3) Drawbacks of Using Decision Tree Machine Learning Algorithms  

- The more the number of decisions in a tree, less is the accuracy of any expected outcome.  
- A major drawback of decision tree machine learning algorithms, is that the outcomes may be based on expectations. When decisions are made in real-time, the payoffs and resulting outcomes might not be the same as expected or planned. There are chances that this could lead to unrealistic decision trees leading to bad decision making. Any irrational expectations could lead to major errors and flaws in decision tree analysis, as it is not always possible to plan for all eventualities that can arise from a decision.  
- Decision Trees do not fit well for continuous variables and result in instability and classification plateaus. Only if the information is precise and accurate, the decision tree will deliver promising results. Even if there is a slight change in the input data, it can cause large changes in the tree.  
- Decision trees are easy to use when compared to other decision making models but creating large decision trees that contain several branches is a complex and time consuming task.  
- Decision tree machine learning algorithms consider only one attribute at a time and might not be best suited for actual data in the decision space.  
- Large sized decision trees with multiple branches are not comprehensible and pose several presentation difficulties.  
- Costs. Sometimes cost also remains a main factor because when one is required to construct a complex decision tree, it requires advanced knowledge in quantitative and statistical analysis.  
  
4) Decision tree algorithm is a good candidate for the titanic survival problem:  
- They can classify attributes which are categorical variables.  
- They can handle missing values nicely by looking at the data in other columns.  
- They are quite efficient in dealing with the target function that has discrete output values.  
- Some of the instances ('sex', 'embarked') are represented by attribute value pairs

References:  
https://www.dezyre.com/article/top-10-machine-learning-algorithms/202  
https://www.educba.com/decision-tree-algorithm/

## (TODO)  Describe your conclusions  

In this notebook we learned how to use Desicion Tree algorithm in order to classify our data. Pandas library helped us read, understand, preprocess and clean our data, which were in a csv file format.

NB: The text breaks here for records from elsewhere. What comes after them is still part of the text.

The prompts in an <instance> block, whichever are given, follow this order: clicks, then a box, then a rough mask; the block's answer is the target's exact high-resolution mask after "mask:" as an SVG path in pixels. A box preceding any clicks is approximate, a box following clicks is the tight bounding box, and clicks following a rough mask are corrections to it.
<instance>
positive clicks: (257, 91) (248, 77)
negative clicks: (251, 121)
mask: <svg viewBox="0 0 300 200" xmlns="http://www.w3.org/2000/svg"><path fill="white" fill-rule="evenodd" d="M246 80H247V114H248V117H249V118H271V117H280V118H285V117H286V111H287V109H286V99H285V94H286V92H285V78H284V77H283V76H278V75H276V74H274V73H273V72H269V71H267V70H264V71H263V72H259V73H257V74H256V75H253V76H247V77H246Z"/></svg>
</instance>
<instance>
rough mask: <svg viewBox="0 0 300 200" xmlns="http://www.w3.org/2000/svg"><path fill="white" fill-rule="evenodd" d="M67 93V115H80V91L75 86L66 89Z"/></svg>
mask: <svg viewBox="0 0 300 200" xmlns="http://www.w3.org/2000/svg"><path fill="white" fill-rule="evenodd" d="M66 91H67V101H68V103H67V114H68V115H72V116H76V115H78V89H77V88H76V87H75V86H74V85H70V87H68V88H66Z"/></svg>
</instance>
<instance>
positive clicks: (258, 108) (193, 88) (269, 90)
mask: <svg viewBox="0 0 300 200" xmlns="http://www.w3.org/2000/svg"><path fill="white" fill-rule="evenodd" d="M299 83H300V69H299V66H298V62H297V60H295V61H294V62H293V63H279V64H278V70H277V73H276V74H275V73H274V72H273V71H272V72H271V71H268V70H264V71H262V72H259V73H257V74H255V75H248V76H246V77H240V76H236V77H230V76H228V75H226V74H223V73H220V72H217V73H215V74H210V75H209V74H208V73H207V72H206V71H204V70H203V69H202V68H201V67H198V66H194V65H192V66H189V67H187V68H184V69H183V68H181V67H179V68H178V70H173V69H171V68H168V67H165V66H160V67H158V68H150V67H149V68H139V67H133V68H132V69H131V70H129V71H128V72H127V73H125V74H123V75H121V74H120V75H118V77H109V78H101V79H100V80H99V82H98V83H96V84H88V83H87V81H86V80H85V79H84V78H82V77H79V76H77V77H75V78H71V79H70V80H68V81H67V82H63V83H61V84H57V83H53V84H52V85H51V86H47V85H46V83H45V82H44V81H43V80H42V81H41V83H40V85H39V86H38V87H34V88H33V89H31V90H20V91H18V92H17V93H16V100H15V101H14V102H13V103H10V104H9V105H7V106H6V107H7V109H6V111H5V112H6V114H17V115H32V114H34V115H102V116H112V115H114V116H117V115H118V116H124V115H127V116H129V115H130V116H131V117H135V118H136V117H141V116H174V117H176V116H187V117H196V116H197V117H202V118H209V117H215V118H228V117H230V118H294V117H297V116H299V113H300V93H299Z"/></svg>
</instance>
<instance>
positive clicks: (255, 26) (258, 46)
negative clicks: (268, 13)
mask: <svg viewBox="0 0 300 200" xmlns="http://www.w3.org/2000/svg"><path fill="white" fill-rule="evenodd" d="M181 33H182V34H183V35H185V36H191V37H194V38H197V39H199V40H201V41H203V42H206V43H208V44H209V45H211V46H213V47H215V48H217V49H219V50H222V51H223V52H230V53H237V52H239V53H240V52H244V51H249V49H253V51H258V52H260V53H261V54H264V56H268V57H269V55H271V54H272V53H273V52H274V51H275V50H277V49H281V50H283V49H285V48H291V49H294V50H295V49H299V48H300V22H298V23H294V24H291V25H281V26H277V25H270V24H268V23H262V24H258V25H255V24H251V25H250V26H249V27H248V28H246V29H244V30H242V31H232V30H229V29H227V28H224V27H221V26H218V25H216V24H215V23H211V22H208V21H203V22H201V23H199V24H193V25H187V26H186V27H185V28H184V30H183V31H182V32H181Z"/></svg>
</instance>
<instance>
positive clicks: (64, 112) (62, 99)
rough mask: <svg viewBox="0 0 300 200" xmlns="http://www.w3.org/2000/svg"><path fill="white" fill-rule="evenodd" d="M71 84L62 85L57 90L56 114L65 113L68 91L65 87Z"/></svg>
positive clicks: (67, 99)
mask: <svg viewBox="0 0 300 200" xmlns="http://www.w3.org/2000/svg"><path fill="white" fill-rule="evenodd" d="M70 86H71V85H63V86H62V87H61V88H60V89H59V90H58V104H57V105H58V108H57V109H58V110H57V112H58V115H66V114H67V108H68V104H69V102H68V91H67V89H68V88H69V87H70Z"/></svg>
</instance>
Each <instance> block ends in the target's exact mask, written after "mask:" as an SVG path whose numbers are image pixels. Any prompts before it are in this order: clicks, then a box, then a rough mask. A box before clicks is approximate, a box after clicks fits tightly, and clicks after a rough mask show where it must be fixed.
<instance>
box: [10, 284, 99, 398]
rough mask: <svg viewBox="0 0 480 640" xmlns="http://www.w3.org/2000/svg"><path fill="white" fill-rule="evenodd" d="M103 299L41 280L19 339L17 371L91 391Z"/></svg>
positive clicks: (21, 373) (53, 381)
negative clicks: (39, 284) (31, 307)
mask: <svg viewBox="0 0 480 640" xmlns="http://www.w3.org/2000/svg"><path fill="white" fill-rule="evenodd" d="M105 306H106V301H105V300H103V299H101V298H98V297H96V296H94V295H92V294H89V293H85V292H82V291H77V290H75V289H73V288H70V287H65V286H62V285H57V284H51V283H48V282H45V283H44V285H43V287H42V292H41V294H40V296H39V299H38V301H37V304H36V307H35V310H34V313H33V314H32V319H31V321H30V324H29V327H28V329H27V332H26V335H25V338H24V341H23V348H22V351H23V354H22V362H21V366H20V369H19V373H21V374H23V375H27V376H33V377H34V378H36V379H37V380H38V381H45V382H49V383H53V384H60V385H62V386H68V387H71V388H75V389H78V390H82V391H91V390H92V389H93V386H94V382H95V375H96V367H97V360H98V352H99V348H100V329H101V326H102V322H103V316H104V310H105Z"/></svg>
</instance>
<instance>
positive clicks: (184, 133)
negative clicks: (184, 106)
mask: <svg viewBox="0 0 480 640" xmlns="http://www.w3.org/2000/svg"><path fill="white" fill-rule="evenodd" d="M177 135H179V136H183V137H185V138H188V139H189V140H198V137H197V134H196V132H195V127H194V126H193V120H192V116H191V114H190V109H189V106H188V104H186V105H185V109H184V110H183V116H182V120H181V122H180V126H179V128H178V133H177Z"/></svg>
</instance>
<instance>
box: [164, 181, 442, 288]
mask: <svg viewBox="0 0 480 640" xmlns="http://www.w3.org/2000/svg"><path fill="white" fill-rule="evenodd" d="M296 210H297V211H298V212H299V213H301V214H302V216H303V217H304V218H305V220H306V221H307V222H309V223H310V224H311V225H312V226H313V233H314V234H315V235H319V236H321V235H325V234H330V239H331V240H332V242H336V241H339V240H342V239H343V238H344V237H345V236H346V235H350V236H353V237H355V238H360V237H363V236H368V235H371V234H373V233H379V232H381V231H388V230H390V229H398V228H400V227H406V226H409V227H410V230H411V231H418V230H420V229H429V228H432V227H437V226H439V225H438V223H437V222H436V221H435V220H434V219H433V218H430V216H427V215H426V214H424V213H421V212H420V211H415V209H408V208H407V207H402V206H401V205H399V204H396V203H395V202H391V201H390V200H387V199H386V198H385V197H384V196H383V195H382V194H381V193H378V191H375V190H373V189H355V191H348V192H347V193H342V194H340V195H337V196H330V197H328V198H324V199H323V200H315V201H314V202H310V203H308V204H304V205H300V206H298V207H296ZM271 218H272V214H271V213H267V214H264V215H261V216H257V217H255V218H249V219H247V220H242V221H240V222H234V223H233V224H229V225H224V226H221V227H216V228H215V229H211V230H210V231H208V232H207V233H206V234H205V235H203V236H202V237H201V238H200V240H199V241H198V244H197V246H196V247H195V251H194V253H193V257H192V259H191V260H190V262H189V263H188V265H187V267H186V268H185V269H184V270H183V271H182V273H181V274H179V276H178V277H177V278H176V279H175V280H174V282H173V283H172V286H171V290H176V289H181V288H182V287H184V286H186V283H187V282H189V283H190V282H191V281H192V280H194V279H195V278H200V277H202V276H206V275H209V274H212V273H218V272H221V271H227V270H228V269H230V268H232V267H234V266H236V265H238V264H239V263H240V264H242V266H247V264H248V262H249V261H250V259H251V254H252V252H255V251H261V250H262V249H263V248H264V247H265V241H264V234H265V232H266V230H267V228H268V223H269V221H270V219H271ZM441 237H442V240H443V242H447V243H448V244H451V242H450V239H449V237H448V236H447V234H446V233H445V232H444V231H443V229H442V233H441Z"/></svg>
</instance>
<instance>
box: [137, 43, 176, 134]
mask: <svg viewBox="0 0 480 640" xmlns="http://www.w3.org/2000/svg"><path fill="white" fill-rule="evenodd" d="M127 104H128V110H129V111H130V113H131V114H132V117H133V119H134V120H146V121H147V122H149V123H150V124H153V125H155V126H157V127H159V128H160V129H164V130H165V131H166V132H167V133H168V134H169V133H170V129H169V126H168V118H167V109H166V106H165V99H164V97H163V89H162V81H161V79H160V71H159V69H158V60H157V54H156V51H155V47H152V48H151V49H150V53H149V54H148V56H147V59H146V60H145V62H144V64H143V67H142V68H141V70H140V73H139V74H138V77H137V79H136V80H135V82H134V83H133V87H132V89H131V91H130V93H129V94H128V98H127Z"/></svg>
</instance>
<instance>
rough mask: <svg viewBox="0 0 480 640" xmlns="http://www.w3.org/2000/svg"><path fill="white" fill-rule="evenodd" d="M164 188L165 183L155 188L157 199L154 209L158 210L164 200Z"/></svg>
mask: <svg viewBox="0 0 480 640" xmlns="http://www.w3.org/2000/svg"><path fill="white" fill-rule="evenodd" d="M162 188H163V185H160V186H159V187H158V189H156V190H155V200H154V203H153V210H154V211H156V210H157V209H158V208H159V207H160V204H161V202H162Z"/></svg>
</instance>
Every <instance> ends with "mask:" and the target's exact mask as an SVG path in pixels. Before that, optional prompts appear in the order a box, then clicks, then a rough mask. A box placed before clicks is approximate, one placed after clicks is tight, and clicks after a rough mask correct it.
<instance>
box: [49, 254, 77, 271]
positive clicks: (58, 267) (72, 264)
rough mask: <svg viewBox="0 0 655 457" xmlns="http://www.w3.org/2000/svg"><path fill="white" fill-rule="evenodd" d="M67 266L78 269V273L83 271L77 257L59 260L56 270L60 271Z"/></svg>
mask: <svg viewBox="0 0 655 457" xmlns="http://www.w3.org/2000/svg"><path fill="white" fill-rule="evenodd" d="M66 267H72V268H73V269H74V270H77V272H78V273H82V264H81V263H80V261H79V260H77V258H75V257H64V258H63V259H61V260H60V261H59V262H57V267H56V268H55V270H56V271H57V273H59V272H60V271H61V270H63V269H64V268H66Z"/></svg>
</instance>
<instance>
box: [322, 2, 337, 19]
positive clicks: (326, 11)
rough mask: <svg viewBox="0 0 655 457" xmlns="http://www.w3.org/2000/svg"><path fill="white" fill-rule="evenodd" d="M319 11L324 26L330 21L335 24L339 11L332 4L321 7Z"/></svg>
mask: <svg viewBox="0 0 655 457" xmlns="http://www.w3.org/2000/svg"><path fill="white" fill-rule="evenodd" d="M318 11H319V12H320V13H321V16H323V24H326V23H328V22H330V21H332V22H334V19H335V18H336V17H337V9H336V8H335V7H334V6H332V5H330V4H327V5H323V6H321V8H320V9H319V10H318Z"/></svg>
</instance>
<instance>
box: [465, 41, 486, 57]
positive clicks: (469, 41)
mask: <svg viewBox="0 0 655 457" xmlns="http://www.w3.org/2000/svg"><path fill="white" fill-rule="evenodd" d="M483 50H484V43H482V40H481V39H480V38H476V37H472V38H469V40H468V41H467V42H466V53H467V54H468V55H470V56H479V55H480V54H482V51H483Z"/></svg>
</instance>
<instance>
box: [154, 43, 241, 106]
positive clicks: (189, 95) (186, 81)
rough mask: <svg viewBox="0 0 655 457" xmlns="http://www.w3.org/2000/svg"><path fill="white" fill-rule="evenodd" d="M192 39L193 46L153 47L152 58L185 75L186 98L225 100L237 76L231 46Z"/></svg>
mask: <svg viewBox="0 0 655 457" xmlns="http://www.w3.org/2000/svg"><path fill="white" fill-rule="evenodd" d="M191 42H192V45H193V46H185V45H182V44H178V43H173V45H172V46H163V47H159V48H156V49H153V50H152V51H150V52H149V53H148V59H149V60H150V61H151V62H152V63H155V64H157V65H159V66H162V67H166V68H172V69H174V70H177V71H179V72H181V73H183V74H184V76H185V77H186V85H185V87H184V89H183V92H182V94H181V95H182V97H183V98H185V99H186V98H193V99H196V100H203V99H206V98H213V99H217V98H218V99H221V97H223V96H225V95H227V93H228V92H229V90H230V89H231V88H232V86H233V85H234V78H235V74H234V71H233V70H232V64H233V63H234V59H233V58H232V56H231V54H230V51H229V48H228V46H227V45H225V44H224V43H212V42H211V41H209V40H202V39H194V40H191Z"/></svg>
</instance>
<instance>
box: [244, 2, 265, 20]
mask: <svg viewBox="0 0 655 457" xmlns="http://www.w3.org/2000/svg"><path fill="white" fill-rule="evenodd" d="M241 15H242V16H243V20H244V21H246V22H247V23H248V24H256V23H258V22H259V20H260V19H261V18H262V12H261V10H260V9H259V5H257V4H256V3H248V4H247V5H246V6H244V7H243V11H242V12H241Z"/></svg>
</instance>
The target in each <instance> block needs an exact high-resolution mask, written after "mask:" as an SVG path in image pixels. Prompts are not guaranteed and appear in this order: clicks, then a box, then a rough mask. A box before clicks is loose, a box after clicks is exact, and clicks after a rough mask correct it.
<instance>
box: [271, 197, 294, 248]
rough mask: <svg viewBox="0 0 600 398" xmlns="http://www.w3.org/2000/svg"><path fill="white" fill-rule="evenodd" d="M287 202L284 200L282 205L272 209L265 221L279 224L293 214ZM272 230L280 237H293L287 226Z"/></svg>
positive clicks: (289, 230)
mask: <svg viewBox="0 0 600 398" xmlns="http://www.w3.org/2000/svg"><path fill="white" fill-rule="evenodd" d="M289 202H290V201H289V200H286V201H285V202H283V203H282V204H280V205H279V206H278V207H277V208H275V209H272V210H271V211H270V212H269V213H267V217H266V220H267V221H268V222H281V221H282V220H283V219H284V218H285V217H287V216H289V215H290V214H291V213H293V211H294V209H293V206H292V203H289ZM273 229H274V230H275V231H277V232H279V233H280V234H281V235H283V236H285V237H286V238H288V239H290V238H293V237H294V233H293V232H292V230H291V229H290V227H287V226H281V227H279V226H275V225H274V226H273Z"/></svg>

The data was about Titanic survival, so the model we had to implement was if an X passenger survived given our features. Then we trained and tested our Desicion Tree model using Scikit-learn libary and after that we improved its accuracy with Grid search. Finally we dived into the Desicion Tree algorithm answering the next questions. Where is it used, what are its advantages and disadvantages and why we could use it in our problem knowing our data?